Making Hay
Week of August 25th, 2002 | The weather was nice. School started this week.

I'm spreading eggshells on a harvested barley field

I'm spreading eggshells on a harvested barley field

Hello everyone! School started this week, so Dad finds himself having to work many hours on his own. Well, not quite alone - he has Sammy to work with, too!

Sunday, Mom used our pickup truck to help Jess move to her apartment in Storm Lake. She attends Buena Vista University, with 4 years completed, but will be student teaching this fall at the public high school. She will graduate in December. Mom stayed overnight and came home on Monday.

We have been receiving free eggshells from an industry in New Hampton. This industry processes eggs. They break the eggs and separate the yokes from the shells. The eggshells are ground up into small, fine pieces and loaded onto a dump truck to be hauled away. We take some of the eggshells and spread it on our compost pile or on our ground. It is organically approved and it gives more nutrients to the soil. We can't use it in feed, though. We thought it would be better to use the eggshells than letting the industry dump them on a pile in the landfill. We basically are recycling the eggshells for nutrient use to our land. Using a rented manure spreader, we spread the eggshells on harvested barley fields for soil nutrients. The equipment we rented is a spreader designed to distribute material from the side instead of the back. They are called slinger spreaders. The John Deere 4020 tractor can barely pull it when the spreader is only half full! This is a big spreader. The ground looks like it has been snowed on after the eggshells were spread on it! The slinger spreader beats the eggshells up so much that the shells become a lot finer than before. We put over 100 ton of shells on about 40 acres. This gives our soil a source of calcium and a little nitrogen.

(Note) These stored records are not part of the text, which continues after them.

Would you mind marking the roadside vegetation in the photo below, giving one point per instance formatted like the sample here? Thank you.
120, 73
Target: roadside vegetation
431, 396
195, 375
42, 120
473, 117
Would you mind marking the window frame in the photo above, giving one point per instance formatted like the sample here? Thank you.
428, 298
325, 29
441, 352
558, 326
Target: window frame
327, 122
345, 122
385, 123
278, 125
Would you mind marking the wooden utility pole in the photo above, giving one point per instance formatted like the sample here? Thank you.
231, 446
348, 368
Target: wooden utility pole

Wednesday, Dad and I repaired a feed building. This building is like a small granary. We had to cut a large hole in the backside so we can move pallets of feed in with the loader. The hole needed a door. So, we framed up the hole and started to build the door. We made a double swinging door. I painted the two doors red to match the feed building. We finished the doors on Saturday by building a lock to hold it shut.

Thursday was the first day of school for the year. I am now attending the New Hampton Community High School. I am in 9th grade. The high school is a lot different than the parochial grade school I had attended. I actually like it a lot better because I go to more classrooms and walk around more. I have different teachers throughout the day. It's a lot bigger school, but I didn't get lost. I think it is pretty easy to get around in it. I have mandatory classes that I have to take, but am taking some fun classes, too. I usually see all my friends everyday, too! I like high school a lot so far.

Friday, Mom and Dad helped move Jolene to her college dorm room. Jolene is closer to home than Jess is. She is attending University of Northern Iowa in Cedar Falls, Iowa. This is only an hour drive; Jess's school is about 3 1/2 hours away from home. Her classes start on Monday. With Jolene gone, the house is much quieter.

Farm Fact: Eggshells contain a high quantity of pure calcium. This dissolves slowly into the soil and it is available for crops. Our soils usually have ground limestone added as a calcium source but these byproducts make this liming expense unnecessary.